B.    La Commission a-t-elle omis de tenir compte de l'intérêt supérieur de Valeria?

[19]       La Commission a estimé que Valeria aurait droit à la protection de l'État aux États-Unis. Elle n'a pas précisé davantage quel était son intérêt supérieur parce que cette question ne relevait pas de sa compétence.

[20]       J'estime que la Commission a eu raison sur ce point. L'intérêt de Valeria sera évalué, en cas de besoin, par d'autres instances. La Commission a pour rôle d'examiner les demandes d'asile, et non pas toutes les questions que peut soulever le droit d'un demandeur de demeurer au Canada : Alshynetsky c. Canada (Ministre de la Citoyenneté et de l'Immigration), 2004 CF 1322; [2004] A.C.F. no 1621 (C.F.) (QL). La Commission ne disposait d'aucun élément donnant à penser que Valeria avait quelque raison de craindre de retourner aux États-Unis.

[21]       Je ferai droit à la présente demande de contrôle judiciaire. Les parties n'ont pas proposé que soit certifiée une question de portée générale et aucune question ne sera formulée.

JUGEMENT

LA COUR PRONONCE LE JUGEMENT SUIVANT :

                        1.          La demande de contrôle judiciaire est accueillie.

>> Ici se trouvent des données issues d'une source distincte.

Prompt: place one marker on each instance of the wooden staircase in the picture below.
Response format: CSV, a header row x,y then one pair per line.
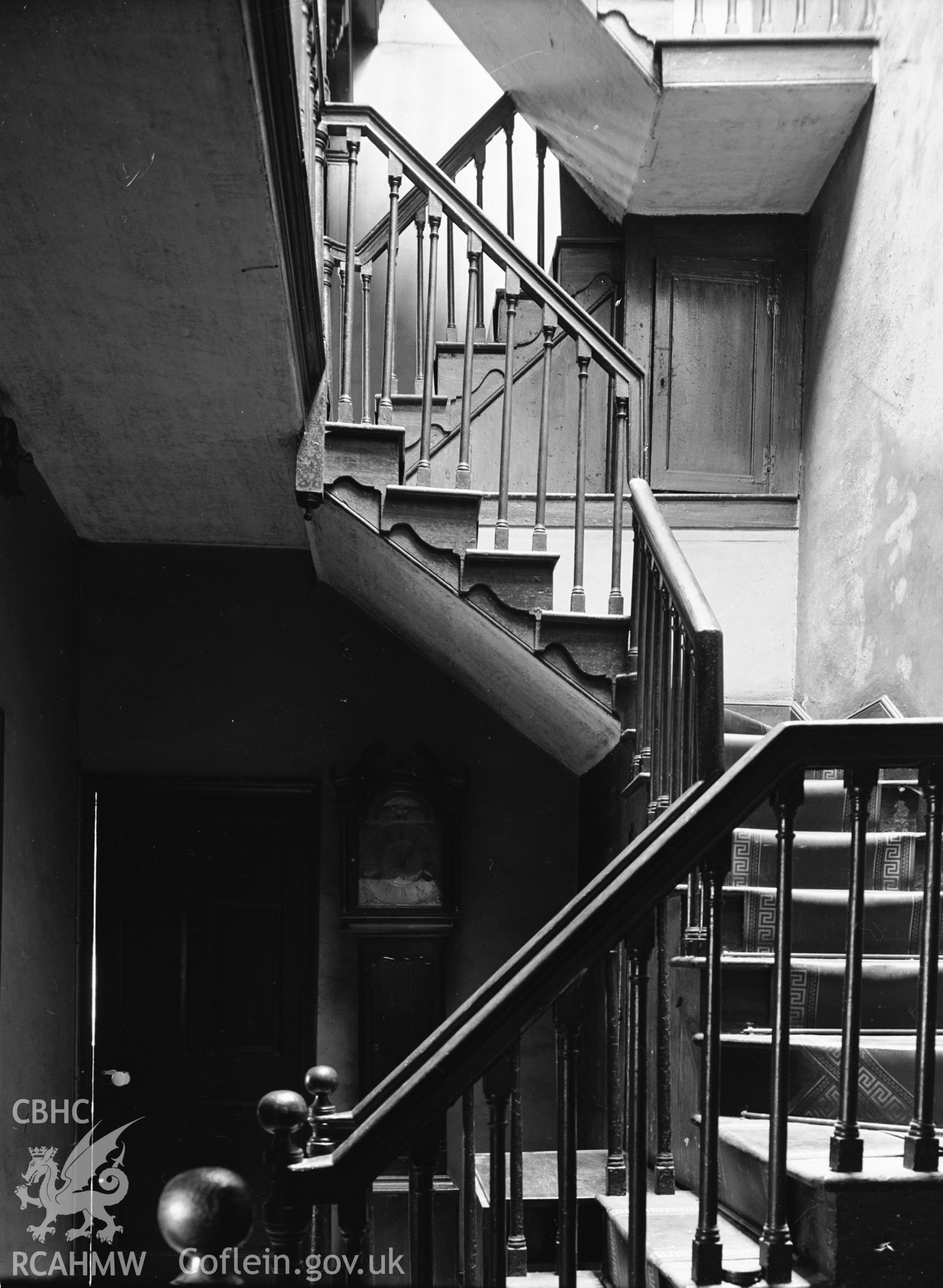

                        2.          Aucune question de portée générale n'est formulée.

« James W. O'Reilly »

Juge

Traduction certifiée conforme

Christian Laroche, LL.B.


COUR FÉDÉRALE

AVOCATS INSCRITS AU DOSSIER

DOSSIER :                                                     IMM-8967-04

INTITULÉ :                                                    YOVANA GENARA GIL CABREJOS et al.

                                                                        c.

                                                                        LE MINISTRE DE LA CITOYENNETÉ ET DE L'IMMIGRATION

LIEU DE L'AUDIENCE :                              TORONTO (ONTARIO)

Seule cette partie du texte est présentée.